Paulson and Bernanke have tried any number of ways to stop the free fall in housing prices and unfreeze the credit markets, with limited success. Rates that banks charge each other for three-month loans have dropped to 2.1% over the corresponding Treasury security, from their high of 4.8% in October. But lending is contracting as banks brace for rising credit costs and corporate borrowers hunker down.
The Treasury has turned its focus from attempting to buy troubled assets from banks, which was the original intent of the October Emergency Economic Stabilization Act, to injecting capital in the form of preferred equity stakes.
It started out with $125 billion worth of investments in eight major U.S. banks and has since expanded the program to an increasingly broad range of financial and nonfinancial companies. And with just $60 billion left of its initial $350 billion authorization under the emergency act, the Treasury faces a growing number of companies--including Detroit's automakers--begging for assistance.
David Hendler, an analyst at CreditSights, says it looks as if government is left holding the bag, and of course that translates into everyone.
"The losses have to be taken, but no one wants to take them," Hendler said at a conference Wednesday, speaking about the banks and their handling of troubled assets. "It seems like the taxpayers are going to be taking a good portion of that."









This would be in addition to the $5 Trillion dollars that George W Bush added to the national debt before he started trying to bail his cronies out of the crisis he caused, right?
Posted by: bobn | November 14, 2008 at 10:09 AM
Of course the taxpayers are going to take the loss. That was the plan all along. The taxpayer is ignorant. In many cases, he is stoned out of his mind. He spent 12 years in a government school where he didn't learn anything. He mindlessly hands over every last penny he makes to his corporate and public sector masters, saving nothing for himself.
I laugh when I read comments like the previous one from bobn. When you think one political party is at fault, you set yourself up to be fleeced by the other. Yes, Bush has screwed up, but every administration since the end of WWII, both Democrat and Republican, are to blame.
So party on America. Fire up the bong one last time. Rant about the political party you hate from the comfort of your underwater home. Flip me off from behind the wheel of your underwater car. I'm leaving. I'm taking my productive debt free behind and my family's productive debt free behinds and moving off shore. I've had enough of you.
Posted by: Slim Pickins | November 14, 2008 at 04:41 PM
Enjoy yourself Slim and good luck. Just don't go to Iceland. I'm going to stay in the good old USA and drink the bong water.
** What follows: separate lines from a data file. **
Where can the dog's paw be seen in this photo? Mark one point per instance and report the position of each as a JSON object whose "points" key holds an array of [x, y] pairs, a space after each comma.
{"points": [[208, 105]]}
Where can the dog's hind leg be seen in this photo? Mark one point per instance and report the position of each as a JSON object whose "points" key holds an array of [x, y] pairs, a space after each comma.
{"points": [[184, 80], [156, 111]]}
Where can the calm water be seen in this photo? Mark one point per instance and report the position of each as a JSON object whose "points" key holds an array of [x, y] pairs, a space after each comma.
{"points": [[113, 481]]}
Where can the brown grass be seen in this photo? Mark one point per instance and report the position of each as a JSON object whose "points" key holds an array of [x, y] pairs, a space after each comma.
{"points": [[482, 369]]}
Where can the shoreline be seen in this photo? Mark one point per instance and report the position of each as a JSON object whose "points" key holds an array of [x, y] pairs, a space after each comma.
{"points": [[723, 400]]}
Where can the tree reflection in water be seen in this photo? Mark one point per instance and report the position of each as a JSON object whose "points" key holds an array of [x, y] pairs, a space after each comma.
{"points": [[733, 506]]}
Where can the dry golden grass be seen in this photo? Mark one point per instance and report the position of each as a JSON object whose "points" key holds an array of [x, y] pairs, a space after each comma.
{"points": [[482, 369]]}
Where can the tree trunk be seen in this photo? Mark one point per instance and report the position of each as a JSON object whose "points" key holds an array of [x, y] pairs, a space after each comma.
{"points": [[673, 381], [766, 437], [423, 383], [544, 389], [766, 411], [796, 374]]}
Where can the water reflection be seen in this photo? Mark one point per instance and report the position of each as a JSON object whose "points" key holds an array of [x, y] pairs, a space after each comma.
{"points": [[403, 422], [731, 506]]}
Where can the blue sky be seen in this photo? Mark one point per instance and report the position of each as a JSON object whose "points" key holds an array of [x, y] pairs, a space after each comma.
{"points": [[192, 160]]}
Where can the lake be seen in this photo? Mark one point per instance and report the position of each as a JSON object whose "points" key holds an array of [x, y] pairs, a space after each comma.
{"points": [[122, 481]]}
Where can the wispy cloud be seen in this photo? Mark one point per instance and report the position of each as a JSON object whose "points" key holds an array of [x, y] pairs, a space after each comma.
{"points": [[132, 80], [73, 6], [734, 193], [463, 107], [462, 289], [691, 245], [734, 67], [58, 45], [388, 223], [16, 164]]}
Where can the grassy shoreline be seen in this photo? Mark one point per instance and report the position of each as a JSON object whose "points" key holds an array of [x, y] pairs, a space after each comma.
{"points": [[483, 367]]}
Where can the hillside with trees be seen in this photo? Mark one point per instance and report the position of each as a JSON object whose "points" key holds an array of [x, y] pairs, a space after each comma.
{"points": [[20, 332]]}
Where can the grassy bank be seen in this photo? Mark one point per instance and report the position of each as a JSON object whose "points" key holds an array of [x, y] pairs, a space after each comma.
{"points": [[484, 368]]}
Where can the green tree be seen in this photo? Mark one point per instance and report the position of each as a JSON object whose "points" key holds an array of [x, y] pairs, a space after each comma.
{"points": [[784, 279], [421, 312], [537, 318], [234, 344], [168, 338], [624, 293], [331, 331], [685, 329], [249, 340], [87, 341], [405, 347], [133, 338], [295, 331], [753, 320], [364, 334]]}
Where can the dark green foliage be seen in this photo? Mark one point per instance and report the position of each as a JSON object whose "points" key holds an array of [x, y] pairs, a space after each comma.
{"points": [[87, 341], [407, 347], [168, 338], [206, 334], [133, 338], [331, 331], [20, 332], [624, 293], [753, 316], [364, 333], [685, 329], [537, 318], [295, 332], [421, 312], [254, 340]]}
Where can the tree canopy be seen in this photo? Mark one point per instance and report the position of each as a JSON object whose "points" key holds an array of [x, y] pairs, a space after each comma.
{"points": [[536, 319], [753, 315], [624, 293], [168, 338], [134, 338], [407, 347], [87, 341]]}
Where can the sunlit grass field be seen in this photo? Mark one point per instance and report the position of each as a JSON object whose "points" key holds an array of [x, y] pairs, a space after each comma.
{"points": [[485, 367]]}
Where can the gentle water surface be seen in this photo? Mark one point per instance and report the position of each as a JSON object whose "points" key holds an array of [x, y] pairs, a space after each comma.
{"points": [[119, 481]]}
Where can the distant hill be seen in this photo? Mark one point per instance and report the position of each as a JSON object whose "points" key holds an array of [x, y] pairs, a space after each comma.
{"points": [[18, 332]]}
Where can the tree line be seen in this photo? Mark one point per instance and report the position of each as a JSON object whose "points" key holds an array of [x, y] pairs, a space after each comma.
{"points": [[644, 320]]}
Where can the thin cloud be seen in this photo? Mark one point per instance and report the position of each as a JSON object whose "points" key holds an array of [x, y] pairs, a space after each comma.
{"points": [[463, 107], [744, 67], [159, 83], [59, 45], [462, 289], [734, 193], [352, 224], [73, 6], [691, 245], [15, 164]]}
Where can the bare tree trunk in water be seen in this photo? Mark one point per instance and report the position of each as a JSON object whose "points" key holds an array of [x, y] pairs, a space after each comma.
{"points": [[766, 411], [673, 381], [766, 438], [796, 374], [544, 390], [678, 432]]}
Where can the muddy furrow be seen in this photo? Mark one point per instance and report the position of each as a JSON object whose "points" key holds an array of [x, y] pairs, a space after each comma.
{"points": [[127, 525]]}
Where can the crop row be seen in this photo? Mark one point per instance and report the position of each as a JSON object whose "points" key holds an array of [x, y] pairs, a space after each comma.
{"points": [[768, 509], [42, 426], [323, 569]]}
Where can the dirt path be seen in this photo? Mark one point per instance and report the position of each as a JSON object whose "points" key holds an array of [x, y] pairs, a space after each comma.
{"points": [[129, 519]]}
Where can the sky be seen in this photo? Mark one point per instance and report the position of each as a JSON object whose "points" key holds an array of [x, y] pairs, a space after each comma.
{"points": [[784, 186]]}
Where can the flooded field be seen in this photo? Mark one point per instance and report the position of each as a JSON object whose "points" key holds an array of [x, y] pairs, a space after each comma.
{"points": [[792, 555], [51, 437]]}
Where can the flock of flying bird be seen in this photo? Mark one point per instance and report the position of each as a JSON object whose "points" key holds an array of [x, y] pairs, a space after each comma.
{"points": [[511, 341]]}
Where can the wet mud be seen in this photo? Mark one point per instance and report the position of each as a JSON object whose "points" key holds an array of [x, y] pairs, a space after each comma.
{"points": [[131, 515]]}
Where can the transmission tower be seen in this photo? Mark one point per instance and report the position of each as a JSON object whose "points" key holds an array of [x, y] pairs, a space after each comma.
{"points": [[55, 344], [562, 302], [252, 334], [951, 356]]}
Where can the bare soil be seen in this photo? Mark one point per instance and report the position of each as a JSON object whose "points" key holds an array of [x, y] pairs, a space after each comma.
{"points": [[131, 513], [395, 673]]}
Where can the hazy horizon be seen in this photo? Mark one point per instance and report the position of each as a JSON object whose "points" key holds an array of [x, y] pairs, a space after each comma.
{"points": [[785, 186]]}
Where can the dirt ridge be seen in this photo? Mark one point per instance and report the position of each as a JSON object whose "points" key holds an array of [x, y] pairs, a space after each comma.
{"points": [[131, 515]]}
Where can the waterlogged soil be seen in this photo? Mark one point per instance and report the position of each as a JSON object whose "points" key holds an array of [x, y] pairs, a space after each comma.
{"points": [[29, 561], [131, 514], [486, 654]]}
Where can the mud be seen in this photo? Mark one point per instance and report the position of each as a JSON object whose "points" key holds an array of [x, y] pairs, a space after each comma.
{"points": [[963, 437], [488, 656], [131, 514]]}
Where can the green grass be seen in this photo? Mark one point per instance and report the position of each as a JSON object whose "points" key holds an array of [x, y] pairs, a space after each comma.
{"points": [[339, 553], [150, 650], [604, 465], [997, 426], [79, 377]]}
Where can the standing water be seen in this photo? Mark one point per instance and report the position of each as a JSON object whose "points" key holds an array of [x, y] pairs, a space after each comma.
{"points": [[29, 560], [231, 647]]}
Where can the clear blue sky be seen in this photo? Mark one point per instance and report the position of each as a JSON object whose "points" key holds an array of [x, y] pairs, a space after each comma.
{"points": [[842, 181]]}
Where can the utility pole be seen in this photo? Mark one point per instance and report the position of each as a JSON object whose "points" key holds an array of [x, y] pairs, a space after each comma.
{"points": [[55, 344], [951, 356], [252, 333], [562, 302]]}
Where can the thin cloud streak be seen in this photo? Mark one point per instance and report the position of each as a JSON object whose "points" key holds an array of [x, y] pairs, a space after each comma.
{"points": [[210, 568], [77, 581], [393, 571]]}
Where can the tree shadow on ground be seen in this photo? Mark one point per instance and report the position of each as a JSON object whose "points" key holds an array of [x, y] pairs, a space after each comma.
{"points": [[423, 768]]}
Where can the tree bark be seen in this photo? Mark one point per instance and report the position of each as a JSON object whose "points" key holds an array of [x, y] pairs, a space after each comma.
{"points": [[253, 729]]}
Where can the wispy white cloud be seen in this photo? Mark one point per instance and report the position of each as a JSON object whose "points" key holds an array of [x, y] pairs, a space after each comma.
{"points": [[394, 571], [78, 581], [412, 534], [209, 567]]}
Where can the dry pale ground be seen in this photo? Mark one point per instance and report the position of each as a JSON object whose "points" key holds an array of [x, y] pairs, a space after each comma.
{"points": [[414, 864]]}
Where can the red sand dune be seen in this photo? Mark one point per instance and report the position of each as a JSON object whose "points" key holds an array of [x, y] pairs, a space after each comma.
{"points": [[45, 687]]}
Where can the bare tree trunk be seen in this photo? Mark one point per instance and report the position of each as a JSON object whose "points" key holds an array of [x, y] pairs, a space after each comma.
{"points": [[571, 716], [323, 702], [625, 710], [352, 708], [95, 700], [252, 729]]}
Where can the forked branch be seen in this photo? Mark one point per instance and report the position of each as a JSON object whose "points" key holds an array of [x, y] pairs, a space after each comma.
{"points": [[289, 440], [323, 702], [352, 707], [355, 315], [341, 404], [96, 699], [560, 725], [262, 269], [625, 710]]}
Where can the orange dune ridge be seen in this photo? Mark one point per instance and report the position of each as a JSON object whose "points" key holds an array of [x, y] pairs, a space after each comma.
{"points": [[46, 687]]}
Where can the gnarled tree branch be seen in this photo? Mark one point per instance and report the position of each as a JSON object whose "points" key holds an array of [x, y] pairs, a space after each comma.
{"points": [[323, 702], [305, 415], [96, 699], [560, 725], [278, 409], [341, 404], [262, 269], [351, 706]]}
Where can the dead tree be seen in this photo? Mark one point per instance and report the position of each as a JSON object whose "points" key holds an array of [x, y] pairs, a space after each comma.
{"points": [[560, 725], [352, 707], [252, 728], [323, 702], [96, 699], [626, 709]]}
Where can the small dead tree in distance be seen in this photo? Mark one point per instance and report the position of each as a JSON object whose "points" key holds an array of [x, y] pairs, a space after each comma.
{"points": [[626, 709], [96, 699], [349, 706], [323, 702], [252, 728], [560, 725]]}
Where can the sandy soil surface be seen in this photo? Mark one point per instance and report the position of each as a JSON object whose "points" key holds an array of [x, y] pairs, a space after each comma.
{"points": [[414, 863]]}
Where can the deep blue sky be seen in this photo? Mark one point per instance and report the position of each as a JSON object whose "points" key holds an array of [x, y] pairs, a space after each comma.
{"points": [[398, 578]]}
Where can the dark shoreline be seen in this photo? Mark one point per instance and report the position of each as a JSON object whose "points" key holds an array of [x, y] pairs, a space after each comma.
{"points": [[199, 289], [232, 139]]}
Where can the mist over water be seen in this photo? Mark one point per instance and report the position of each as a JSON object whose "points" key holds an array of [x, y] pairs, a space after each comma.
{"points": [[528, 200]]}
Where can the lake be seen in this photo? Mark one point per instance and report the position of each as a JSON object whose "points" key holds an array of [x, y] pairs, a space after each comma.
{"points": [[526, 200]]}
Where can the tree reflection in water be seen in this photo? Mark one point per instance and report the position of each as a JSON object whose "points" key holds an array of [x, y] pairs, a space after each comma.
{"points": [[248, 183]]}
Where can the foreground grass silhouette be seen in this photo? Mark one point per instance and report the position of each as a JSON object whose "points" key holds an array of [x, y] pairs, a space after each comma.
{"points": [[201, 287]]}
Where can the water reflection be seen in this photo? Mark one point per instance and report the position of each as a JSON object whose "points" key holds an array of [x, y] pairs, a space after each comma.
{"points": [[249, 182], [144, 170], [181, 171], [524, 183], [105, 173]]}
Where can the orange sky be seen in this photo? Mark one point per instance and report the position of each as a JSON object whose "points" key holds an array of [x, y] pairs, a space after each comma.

Posted by: Tim | November 15, 2008 at 07:35 PM
I'm staying in the USA, too.
I must also comment on the anti-Bush remark - BOTH parties are to blame for this fiasco. FNMA and FHMC were run for and by the Democratic party and, last I checked, the Dem's in the House and Senate voted for EVERY Bush spending bill and their ONLY complaint was that he didn't spend enough!
BTW, the Democrats in the Senate ALWAYS had the filibuster if they wanted to stop any of Bush's tax or spending proposals. Did they? Once?
A pox on both parties and in particular people like bobn who is more interested in casting stones than encouraging both parties to be constructive.